Derive
Derivatives · Option Vaults · DRV
Derive (rebranded from Lyra) is an on-chain options and structured-products protocol with an options AMM and automated vaults, deployed on its own OP-stack chain alongside Optimism, Arbitrum and Base.
On-chain options and structured products (formerly Lyra).
DRV price
$0.1096
-2.9% 24h
Latest data · 15 min delay
Risks identified
- Smart Contract
The protocol relies on complex on-chain options, margin and settlement contracts (V1 AMM, V2 matching, PPTSA and basis-vault contracts). A bug in margin/liquidation or settlement logic could lead to loss of LP or trader funds despite multiple audits.
- Oracle
Options pricing, margin and liquidations depend on accurate spot/implied-volatility price feeds. Manipulated or stale oracle data could mis-price options or trigger unfair liquidations.
- Network
Core execution runs on Derive Chain, a self-operated OP-Stack rollup that settles to Ethereum.
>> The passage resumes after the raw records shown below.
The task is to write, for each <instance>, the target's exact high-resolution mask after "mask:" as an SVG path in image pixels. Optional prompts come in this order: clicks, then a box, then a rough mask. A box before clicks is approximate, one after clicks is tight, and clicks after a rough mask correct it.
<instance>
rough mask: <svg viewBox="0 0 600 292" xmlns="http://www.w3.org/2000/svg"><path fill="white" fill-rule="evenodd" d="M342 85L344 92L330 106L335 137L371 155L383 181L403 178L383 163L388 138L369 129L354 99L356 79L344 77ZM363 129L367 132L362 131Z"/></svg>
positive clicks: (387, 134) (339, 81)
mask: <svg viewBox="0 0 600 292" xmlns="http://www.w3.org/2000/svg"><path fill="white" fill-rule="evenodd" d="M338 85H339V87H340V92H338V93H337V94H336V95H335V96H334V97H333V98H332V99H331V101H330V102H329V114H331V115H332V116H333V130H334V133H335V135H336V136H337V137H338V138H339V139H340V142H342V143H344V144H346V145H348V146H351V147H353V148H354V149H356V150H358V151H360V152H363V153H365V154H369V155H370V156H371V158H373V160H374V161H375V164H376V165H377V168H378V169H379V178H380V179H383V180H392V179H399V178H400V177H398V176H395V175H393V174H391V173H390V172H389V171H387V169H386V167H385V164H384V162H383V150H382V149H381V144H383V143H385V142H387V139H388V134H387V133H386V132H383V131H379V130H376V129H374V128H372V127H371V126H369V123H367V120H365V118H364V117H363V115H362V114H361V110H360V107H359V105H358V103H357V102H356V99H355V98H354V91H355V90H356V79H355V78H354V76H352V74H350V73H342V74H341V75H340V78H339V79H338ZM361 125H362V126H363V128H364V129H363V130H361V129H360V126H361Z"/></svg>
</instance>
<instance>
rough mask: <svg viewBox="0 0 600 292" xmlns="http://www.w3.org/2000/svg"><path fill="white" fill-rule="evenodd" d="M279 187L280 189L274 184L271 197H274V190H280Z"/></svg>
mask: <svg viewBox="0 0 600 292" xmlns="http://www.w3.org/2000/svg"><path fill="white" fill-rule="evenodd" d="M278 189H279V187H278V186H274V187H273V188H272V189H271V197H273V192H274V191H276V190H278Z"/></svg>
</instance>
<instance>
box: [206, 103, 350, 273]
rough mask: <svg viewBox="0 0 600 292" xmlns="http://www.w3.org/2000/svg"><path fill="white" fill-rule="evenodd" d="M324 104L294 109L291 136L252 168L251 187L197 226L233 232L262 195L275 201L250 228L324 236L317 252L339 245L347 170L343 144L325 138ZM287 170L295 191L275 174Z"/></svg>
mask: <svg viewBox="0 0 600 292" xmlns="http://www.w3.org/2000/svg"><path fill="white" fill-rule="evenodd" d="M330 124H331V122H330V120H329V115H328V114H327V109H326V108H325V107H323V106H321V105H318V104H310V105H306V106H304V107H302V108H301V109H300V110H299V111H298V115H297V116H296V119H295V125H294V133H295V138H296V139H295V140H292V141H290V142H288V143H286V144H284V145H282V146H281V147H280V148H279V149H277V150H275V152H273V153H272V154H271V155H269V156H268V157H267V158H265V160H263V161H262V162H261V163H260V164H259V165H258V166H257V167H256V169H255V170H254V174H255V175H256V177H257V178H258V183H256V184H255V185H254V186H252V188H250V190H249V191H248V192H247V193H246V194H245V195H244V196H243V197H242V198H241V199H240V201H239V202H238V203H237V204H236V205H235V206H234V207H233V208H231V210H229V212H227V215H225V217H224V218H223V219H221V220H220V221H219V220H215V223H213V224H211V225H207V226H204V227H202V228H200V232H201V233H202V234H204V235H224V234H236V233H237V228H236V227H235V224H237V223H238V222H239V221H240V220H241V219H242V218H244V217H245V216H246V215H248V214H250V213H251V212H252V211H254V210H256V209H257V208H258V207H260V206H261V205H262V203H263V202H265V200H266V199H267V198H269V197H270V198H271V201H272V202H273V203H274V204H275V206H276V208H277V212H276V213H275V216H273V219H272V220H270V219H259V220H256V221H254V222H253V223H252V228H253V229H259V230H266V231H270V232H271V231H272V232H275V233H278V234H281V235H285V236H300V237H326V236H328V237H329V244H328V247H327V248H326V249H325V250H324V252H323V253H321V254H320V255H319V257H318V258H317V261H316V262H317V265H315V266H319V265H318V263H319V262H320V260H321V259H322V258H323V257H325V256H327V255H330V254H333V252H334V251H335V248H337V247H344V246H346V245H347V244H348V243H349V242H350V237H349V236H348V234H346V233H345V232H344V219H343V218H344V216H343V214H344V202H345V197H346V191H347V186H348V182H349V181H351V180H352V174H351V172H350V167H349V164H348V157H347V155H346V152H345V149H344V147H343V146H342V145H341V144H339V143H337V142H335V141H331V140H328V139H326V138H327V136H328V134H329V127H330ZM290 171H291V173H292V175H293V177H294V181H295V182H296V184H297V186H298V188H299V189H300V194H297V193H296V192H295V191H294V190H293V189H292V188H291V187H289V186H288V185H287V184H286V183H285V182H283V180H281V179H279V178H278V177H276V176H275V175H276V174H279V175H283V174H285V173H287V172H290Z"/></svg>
Sequencer downtime, rollup bugs or bridge issues could halt trading, delay settlement or impede withdrawals.
- Counterparty
In the AMM/vault model, liquidity providers act as the counterparty underwriting options; adverse market moves can produce large LP drawdowns, and cross-margin between options and perps concentrates risk if a large account becomes insolvent.
- Governance
DRV/stDRV holders govern tokenomics including the buyback rate (raised from 25% to 35%), staking emissions and protocol parameters; concentrated voting power or contentious proposals could adversely change incentives.
- Regulatory
On-chain options and perpetual futures are derivatives that face uncertain and tightening regulatory treatment across jurisdictions, which could restrict access or the protocol's operations.